Abstractor: As Provided
Entry Date: 2025
Accession Number: EJ1490023
Database: ERIC
Description
Abstract:Background: Speech and language therapy for post-stroke aphasia (language/communication impairment) improves language and communication in the short-term; however, access to therapy is limited, and effects are not always maintained. Mobile Health (mHealth) applications may support long-term therapy access and maintenance of gains. We present a protocol for the co-design and evaluation of a novel mHealth application for self-managed aphasia therapy. Methods: An mHealth application will be developed using Experience-Based Co-Design and Human-Centred Design with people with aphasia (PWA), significant others (SO) and health professionals (HPs). Focus groups will explore self-management experiences and establish co-design priorities using the nominal group technique (n = 10-15 each group). The prototype will be co-designed in eight workshops (n = 4 each group) and evaluated via adapted user-experience (UX) testing. UX testing will use pluralistic walk-throughs, think-aloud evaluations and measures of satisfaction (SUS) and acceptance/intended use (UTAUT-2) (PWA n = 10, SO n = 5, HP n = 10). Feasibility and preliminary efficacy (primary outcomes of treatment adherence and goal attainment) will be assessed through a 4-week field test, followed by focus groups (PWA and SO, n = 20 each).
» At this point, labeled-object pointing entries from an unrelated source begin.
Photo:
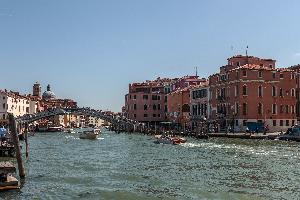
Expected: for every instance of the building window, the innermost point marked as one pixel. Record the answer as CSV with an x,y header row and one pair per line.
x,y
244,109
273,91
281,109
244,89
236,108
293,92
293,109
281,123
260,91
154,106
259,109
274,109
281,76
236,90
292,75
244,73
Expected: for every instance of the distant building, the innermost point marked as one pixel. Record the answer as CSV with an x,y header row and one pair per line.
x,y
178,103
251,89
15,103
199,105
146,102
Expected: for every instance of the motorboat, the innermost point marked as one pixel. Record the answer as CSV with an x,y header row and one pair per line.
x,y
292,134
90,134
55,129
7,180
70,130
161,139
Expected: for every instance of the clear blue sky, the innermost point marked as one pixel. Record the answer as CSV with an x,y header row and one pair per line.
x,y
89,50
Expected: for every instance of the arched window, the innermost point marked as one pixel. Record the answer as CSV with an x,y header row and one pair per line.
x,y
245,109
259,109
293,92
260,91
185,108
273,91
245,90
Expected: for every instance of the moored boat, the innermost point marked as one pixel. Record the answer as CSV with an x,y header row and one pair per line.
x,y
169,140
55,129
7,180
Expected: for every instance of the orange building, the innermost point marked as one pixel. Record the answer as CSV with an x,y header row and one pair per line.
x,y
250,89
179,106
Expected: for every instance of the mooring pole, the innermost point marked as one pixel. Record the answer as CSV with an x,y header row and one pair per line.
x,y
26,139
15,137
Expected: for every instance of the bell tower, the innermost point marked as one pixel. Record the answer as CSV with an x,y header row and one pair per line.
x,y
37,90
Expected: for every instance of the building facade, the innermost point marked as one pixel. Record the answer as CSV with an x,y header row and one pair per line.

A process evaluation will assess factors influencing (1) the process and outcomes of research involvement, and (2) the functioning and acceptability of the prototype application. Discussion: Outcomes will include a prototype co-designed mHealth application for self-management of post-stroke aphasia and evidence of acceptability, usability and preliminary efficacy. The process evaluation will increase understanding of the adjustments required to support meaningful participation of PWA in co-design, and future directions for application development and scale-up.